I am going to turn the question back to you, because you are physically and mentally affected, do you want to try and resolve this so you can stay in something you love or give up and start from scratch? 

 

I hope this helps and stay strong 

Do what feels right for you. 

 

Take care 

_________________________________________________
**Believe in the power of you because you are your own hero**

Re: Trying to open up

Do I want to try and resolve this or start from scratch? I can not imagine having to start from scratch. Maybe that thought will help me to talk. Maybe.

I have never been confident around people, old and new. Everyone makes me a little nervous really.

Starting where I am now, 2 and a half years ago, I still am nervous around some of the people there. I remember in my first year, I had a week off. That final day off and the morning driving back to work was the worst feeling. I just felt so, scared, anxious, nervous.
I can handle those going away feelings better now.

At the same time of me not wanting to have to start new, I know where I am working is not 100% right for me. I don't feel like I put my best foot forward everyday, and I feel that a change of scenery would help that. Working with a bunch of people who don't care about what they do, makes it very hard for me to take any pride in what I am doing everyday.

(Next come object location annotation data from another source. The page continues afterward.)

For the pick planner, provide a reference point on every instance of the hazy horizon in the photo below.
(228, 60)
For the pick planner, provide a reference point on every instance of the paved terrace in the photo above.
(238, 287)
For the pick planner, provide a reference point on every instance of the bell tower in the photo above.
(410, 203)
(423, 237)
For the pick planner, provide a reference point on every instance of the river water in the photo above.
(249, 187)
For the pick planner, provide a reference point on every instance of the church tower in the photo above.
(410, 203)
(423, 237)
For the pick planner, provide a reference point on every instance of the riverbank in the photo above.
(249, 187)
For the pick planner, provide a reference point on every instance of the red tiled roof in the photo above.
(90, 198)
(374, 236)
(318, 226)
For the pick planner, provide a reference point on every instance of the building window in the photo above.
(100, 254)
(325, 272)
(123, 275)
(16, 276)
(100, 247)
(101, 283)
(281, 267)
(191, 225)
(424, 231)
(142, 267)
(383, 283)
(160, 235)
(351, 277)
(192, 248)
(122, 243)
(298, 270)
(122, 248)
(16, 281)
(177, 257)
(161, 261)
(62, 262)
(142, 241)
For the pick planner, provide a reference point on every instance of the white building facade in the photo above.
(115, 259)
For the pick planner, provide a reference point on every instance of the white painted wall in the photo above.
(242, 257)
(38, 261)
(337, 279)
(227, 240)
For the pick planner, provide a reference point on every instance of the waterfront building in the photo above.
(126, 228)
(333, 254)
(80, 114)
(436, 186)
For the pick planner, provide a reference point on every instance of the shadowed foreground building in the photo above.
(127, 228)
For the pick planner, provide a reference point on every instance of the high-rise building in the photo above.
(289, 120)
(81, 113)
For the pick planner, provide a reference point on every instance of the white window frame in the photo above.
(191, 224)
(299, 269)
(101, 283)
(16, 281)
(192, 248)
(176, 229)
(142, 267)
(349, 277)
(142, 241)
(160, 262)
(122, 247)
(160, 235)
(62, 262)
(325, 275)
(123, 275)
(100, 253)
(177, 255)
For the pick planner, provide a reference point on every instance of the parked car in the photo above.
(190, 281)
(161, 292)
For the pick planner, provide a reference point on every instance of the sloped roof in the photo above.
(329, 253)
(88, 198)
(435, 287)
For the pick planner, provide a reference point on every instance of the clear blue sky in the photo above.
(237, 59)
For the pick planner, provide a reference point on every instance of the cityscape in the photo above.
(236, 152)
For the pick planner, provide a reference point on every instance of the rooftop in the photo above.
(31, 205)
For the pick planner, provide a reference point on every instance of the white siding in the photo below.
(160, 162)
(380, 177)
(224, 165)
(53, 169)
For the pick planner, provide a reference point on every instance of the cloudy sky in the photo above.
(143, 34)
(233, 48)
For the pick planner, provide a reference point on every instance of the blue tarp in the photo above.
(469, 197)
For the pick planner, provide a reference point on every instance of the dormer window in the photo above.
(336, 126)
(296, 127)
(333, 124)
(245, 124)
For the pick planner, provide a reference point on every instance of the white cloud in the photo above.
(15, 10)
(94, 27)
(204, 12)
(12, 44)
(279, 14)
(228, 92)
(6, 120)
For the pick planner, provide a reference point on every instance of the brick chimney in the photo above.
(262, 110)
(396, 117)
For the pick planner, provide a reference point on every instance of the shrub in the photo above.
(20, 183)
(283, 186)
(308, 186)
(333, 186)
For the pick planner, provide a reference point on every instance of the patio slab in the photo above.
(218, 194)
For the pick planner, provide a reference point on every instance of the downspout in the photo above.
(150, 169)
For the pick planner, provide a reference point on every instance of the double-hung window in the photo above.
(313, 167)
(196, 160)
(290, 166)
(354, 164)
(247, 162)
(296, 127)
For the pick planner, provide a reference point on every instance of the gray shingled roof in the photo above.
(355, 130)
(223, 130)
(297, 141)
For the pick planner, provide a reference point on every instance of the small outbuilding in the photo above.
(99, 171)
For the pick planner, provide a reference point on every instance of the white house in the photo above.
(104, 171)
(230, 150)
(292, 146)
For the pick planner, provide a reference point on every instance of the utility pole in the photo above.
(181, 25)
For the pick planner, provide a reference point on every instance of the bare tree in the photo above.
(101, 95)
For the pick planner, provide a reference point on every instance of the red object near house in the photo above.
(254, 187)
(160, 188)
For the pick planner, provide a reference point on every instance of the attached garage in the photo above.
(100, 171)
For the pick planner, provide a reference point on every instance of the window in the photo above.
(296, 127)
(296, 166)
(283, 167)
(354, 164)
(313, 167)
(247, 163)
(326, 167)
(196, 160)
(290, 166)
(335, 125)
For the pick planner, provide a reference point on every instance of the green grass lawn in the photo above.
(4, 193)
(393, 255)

Just writing about this is making my head spin.

Re: Trying to open up

@20oney welcome to reach out buddy, and well done on opening up asking for help, it can be a challenge!  You have been offered some great advice (above).  Opening up can feel threatening, as you are putting yourself in a position where you can be judged by others, and this can be very uncomfortable! However, there are lots of good people who will be more than willing to listen to your thoughts without judgement and it sounds as though your teacher could be one of these.  I suggest you be brave and have a talk to him.  You could even address how you always turn these things into a joke and how you'd like to be more serious about these things!
Regarding your work, perhaps take some time to think about what you really want to do.  Being there for a long time (2 and a bit years) is not a reason to stay! To use an analogy, you meet a lot of people in unhappy/unfullfilling relationships who don't break up because they've been together for years, and they think separation would deem those years to be 'a waste of time'. I think this is far from the truth as those years were 1) a great learing experience, and 2) probably full of great times and memories!

If you do want to stay at your work, remember the aspects that make you passionate and just because others may not feel as strongly as you is no reason to be less involved and feel isolated. Everyone has their own experience and passions.  I hope things start to pick up for you! Stay strong

Re: Trying to open up

Hi @20oney , how's everything going? There's been some great advice given so far. Have you tried some of them, like talking to your teacher?

Re: Trying to open up

Everything is peachy. I don't know anymore. Everything is a little messy at the moment. Maybe I'll just wait out the storm and see how it ends, I don't know.

Re: Trying to open up

Is anything in particular making life messy for you @20oney or is it the same work issues?

Have you ever thought about having a chat with one of the counsellors at Lifeline? They can be great at helping you work on coping strategies!